On the water this summer? Outfit your boat with a marine receiver
Recycling’s a good thing. But if you enjoy the marine environment, recycling a regular car receiver for your boat may not be the best idea. Compared to a boat, your car is a pretty stable environment. Sure, you may forget to roll up the window before a rain shower, but for the most part the interior of your car is snug, safe, and dry.
You can’t say the same about a boat. The your craft's cockpit is assaulted with sun, water, humidity, and, if you’re on the coast, corrosive salt spray. Any one of these can be tough on electronics, but put them all together and you’ll likely be consigning a regular car receiver to Davy Jones’ Locker after only a season or two.
Protection from the elements
At a minimum, most marine receivers feature a conformal coating on the circuit board. This coating adds a level of water and corrosion resistance to the internal electronics, though it doesn’t guarantee direct protection from the water. Kenwood’s KMR-550U is a good example of a receiver adapted for marine use that has a conformal circuit board coating. If you’re planning on installing the it under cover, a receiver like this will serve you well.

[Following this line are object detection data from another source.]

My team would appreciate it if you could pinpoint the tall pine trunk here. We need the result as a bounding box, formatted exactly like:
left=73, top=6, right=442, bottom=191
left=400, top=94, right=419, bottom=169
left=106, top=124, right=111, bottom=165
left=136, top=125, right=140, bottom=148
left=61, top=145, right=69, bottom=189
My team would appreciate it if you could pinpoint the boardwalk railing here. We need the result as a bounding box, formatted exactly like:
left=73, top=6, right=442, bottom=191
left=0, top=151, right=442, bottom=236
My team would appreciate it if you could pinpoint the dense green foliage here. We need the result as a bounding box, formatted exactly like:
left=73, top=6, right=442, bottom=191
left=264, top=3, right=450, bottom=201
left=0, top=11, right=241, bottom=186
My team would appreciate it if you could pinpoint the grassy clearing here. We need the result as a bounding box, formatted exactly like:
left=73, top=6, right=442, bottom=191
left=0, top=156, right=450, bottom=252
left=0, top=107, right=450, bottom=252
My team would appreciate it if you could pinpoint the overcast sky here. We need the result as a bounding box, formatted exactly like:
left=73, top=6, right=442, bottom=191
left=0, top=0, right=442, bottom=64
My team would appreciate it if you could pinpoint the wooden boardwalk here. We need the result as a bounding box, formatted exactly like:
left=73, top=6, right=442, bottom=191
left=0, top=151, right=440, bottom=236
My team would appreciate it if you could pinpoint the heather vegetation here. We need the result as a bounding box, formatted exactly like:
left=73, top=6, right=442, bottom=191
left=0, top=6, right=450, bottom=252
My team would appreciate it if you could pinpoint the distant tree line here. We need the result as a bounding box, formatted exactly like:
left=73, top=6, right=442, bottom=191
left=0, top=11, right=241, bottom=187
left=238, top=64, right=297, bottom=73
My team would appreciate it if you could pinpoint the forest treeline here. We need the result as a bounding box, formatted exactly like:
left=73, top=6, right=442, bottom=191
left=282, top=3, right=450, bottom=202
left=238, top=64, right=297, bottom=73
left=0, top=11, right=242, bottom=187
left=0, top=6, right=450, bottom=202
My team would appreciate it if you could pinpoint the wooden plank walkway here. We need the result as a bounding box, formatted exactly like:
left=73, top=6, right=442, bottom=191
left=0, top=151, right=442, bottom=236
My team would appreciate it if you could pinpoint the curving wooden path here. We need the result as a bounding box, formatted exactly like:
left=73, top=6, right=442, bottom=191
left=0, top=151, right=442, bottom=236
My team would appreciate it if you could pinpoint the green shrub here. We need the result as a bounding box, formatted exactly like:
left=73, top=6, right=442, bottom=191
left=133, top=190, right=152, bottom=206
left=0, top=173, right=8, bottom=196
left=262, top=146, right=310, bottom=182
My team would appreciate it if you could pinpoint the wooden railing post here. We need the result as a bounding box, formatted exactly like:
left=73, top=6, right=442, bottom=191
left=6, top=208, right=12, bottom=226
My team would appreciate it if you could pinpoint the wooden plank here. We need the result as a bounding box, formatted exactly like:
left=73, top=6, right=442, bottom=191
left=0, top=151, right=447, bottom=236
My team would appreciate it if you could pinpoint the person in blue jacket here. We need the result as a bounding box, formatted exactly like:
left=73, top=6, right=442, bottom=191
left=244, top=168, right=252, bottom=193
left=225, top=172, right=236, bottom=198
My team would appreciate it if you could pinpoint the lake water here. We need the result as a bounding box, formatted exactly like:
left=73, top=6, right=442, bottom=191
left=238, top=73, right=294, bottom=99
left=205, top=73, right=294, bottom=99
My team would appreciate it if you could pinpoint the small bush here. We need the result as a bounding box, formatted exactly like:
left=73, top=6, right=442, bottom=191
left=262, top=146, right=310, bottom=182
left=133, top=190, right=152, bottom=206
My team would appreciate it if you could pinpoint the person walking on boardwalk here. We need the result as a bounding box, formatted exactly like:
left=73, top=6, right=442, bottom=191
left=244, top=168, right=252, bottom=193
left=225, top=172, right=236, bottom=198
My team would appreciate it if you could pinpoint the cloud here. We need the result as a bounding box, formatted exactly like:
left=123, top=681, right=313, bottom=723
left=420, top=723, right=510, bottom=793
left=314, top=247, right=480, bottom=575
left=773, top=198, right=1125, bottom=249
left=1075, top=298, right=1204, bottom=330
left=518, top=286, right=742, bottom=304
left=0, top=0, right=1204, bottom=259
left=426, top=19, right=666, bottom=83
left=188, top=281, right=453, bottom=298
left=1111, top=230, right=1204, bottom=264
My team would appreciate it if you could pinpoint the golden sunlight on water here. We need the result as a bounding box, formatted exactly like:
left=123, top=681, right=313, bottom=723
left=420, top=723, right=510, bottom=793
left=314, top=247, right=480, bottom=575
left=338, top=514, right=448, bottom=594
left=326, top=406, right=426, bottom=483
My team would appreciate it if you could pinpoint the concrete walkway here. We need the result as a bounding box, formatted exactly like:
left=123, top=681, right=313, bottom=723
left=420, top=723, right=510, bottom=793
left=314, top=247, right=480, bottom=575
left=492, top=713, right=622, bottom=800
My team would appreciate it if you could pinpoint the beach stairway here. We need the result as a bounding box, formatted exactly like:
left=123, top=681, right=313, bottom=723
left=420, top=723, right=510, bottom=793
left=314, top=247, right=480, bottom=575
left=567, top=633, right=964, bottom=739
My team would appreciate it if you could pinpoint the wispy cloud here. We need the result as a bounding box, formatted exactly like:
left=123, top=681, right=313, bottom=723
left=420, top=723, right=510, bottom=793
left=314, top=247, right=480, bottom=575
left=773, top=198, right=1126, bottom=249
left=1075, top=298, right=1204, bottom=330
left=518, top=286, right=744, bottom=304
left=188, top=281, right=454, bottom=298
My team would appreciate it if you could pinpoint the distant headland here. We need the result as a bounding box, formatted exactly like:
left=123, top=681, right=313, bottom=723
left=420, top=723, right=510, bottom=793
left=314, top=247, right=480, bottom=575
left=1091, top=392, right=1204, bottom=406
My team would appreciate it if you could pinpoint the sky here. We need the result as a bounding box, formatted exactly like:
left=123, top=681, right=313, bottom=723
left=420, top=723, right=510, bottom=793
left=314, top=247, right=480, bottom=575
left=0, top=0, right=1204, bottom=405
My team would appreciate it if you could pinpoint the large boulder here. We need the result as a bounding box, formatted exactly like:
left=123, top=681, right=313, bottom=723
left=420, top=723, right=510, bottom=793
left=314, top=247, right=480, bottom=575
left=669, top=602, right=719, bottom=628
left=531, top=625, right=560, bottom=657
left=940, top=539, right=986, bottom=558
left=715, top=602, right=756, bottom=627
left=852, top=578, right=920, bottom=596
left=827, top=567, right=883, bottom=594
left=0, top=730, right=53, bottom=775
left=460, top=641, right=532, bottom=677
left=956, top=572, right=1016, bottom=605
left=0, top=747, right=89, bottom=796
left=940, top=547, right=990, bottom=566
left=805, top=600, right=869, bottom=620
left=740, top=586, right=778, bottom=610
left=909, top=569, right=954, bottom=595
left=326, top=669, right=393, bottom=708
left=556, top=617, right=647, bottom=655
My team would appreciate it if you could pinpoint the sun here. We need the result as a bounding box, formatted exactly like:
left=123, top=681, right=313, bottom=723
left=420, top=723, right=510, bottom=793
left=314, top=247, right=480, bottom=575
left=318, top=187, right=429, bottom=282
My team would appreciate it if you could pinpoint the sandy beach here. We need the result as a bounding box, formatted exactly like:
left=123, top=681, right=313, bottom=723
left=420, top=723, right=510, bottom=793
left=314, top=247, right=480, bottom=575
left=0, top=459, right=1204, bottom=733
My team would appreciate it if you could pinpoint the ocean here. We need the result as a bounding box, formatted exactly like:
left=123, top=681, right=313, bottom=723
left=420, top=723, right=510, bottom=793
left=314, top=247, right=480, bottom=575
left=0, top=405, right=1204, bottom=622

When your receiver’s mounting location is going to be exposed to a tougher test, though, look for receivers built to be waterproof. Many of these receivers boast IP ratings, a European standard for “Ingress Protection." IP measures the degree of protection the unit has from water projected against the exterior. A higher number is better – for example, a receiver rated to IPX-5 is protected from water projected against it coming from a nozzle at a flow rate of 12.5 liters per minute at a specified pressure and distance for three minutes. A receiver rated at IPX-1, on the other hand, is protected against the equivalent of a light rain shower. Alpine’s CDA-118M and the Clarion CMV1 marine receivers are good examples of models with IPX-5 ratings.
Sun can be almost as deadly to your receiver as water, since UV rays can damage and crack the faceplate if your receiver is constantly exposed to the sun. Since you can’t smear sunscreen on your receiver, look for ones with UV protection. And if you go boating in salt water, consider receivers that meet the ASTM (American Society of Testing and Materials) B117 standard for salt spray and fog exposure. It's extra insurance that your receiver will stand up to corrosion.
Options for your enjoyment
Picking a receiver that’ll hold up when you install it on your boat is important, but remember to look for features that’ll let you get the most enjoyment out of your new nautical toy.
Many marine receivers are built to work with marine wired remote controls. The controls let you operate the receiver from a remote location, so you can install the receiver below decks and operate it from the cockpit, or access it from another spot on the boat. Some receivers can handle multiple remotes, for control of your music from different parts of your vessel.
As with a car receiver, it's important to choose a model that gives you the inputs and outputs you need. iPod® controls, plus USB and auxiliary inputs, let you play the media of your choice. With connections for satellite radio and HD Radio™ tuners you can further expand your musical horizons. If you plan on cranking up the volume, make sure your receiver has ample preamp outputs, so you can add on marine amplifiers, speakers, and subwoofers.